Ali Babacan, Ahmet Davutoğlu ve Abdüllatif Şener.. Hepsi AKP Genel Başkanı ve Cumhurbaşkanı Recep Tayyip Erdoğan’a bir dönem en yakın olan fakat daha sonra yolu ayrılan isimler. Bu üç isim de AKP’den ayrıldıktan sonra farklı partilerde siyasi kariyerlerini sürdürdü ancak başarılı olamadı. Ruşen Çakır, bu videoda “Erdoğan’ı terk edenler siyasette neden başarılı olamıyor?” sorusuna yanıt aradı.

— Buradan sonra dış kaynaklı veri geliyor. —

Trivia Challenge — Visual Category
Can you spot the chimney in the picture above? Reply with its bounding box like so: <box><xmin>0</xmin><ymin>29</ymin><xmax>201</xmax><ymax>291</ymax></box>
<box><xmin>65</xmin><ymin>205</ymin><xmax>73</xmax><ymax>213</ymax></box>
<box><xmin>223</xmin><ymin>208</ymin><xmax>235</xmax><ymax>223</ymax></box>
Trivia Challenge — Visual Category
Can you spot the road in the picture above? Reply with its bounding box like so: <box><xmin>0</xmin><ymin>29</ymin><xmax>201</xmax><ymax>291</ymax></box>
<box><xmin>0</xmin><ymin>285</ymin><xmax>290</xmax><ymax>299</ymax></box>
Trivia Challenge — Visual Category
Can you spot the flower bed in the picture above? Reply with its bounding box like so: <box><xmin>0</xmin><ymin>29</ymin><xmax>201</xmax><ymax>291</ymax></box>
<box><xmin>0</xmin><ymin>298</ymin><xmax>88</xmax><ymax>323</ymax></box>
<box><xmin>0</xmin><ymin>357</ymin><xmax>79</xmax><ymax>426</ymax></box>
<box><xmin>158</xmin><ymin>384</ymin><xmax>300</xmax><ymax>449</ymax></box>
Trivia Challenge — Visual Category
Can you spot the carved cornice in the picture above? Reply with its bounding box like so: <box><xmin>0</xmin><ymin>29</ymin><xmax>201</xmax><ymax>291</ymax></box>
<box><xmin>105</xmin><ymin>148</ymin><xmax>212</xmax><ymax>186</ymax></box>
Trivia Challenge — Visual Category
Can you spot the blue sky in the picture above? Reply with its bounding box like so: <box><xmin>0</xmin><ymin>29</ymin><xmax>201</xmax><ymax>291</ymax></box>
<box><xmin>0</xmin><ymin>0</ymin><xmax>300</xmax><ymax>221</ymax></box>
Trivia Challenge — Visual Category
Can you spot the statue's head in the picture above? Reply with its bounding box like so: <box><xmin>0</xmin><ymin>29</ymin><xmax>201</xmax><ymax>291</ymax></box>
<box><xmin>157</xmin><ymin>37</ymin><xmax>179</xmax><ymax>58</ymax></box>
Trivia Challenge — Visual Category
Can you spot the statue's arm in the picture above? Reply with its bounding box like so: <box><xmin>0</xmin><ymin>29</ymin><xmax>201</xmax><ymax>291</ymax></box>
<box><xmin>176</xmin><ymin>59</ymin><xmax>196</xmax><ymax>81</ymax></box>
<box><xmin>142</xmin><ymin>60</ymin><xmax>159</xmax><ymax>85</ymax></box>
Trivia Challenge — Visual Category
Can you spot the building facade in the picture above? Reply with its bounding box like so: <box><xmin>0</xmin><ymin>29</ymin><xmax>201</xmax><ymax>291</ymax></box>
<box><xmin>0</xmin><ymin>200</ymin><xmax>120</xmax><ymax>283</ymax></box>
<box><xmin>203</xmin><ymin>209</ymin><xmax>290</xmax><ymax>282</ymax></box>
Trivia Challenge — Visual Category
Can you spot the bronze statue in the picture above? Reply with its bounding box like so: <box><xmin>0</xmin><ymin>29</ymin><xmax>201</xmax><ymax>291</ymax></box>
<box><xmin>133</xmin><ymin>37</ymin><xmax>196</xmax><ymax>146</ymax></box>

DEVA Partisi, Gelecek Partisi ve Saadet Partisi milletvekillerinin kurduğu “Yeni Yol” TBMM’deki ilk grup toplantısını düzenledi. Toplantıda sırasıyla Mahmut Arıkan, Ali Babacan ve Ahmet Davutoğlu kürsüye çıktı. DEVA Partili Celal Mümtaz Akıncı’nın genel başkanlığındaki grubun başkanlığına Saadet Partili Bülent Kaya seçilirken, grup başkanvekilliklerine ise Gelecek Partili Selçuk Özdağ ve DEVA Partili Mehmet Emin Ekmen getirildi.
Peki bu partiler neden 2023 seçimlerinin ardından birleşmedi?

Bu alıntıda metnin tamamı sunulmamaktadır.